"Optimistic UI" — update the screen before the server responds so the app feels instant — used to mean hand-rolling a temporary state and a manual rollback on error. React 19's useOptimistic bakes it into the framework. So I built a tiny chat where you can watch the instant update and the automatic revert.
▶ Live demo: https://useoptimistic-lab.vercel.app/
Source (React 19): https://github.com/dev48v/useoptimistic-lab
Send a message: the bubble appears immediately as sending, then commits to ✓ sent when the fake server confirms. Flip "next send fails" and watch the bubble simply vanish — no rollback code.
The hook
const [optimistic, addOptimistic] = useOptimistic(
messages, // real, committed state
(cur, text) => [...cur, { text, status: "sending" }] // how to show a pending change
);
startTransition(async () => {
addOptimistic(text); // 1. render instantly from optimistic state
const saved = await save(text); // 2. the real request
setMessages(m => [...m, saved]); // 3. commit → optimistic reconciles into real
// on throw: no commit → React discards the optimistic value and snaps back
});
Three things happen:
-
Instant —
addOptimisticderives a temporary state that renders right away; the user never waits on the network. -
Reconcile — when the action commits the real state (
setMessages), the optimistic entry is replaced by the confirmed one ("sending…" → "✓ sent"). - Auto-rollback — if the async action finishes without committing (it threw), React throws the optimistic value away and the UI returns to the real state. The failed bubble disappears on its own.
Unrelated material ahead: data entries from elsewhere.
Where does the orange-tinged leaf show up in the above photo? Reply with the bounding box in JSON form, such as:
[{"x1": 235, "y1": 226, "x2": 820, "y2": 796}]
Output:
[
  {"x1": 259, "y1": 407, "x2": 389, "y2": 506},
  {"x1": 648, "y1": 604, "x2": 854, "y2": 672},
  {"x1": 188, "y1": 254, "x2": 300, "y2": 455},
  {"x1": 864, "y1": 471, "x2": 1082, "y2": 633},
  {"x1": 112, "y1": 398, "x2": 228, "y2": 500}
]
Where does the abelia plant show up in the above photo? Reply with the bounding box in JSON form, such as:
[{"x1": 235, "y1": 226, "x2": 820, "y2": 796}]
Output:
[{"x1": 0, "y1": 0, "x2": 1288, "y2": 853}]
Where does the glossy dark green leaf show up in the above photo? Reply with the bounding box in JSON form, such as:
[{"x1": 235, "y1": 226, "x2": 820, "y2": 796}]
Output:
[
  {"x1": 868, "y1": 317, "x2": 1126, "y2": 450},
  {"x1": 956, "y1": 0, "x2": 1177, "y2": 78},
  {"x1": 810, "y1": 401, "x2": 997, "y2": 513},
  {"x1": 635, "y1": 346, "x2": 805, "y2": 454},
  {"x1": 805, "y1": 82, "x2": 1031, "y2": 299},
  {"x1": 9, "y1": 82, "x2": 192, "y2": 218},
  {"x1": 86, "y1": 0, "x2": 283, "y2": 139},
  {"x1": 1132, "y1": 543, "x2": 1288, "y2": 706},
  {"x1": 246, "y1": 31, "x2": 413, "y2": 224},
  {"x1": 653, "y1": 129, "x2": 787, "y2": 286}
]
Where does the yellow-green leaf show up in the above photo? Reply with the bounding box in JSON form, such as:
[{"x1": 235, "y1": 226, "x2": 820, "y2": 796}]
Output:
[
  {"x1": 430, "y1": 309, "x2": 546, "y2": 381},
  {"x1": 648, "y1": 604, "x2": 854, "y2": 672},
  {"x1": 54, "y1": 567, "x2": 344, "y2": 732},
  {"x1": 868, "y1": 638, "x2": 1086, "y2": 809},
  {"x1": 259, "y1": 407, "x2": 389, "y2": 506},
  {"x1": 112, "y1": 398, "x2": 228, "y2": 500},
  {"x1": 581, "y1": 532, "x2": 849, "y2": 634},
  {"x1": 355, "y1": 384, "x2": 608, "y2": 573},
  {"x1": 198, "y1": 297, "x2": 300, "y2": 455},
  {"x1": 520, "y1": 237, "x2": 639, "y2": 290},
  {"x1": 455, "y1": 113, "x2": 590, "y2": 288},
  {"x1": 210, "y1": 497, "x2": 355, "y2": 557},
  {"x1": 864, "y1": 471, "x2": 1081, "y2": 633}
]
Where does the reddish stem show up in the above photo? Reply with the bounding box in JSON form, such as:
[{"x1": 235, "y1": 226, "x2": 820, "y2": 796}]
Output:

The mental model that makes it click
The revert isn't something you code — it's driven by whether the underlying state actually changed by the time the action (transition) ends. Commit → the optimistic value merges in. Don't commit → it's discarded. That's why there's no catch block restoring old state anywhere in the example.
One gotcha: useOptimistic has to be updated inside a transition or a form action, so React knows when the optimistic window opens and closes. The demo uses startTransition with an async function; with <form action> + useActionState it's even shorter.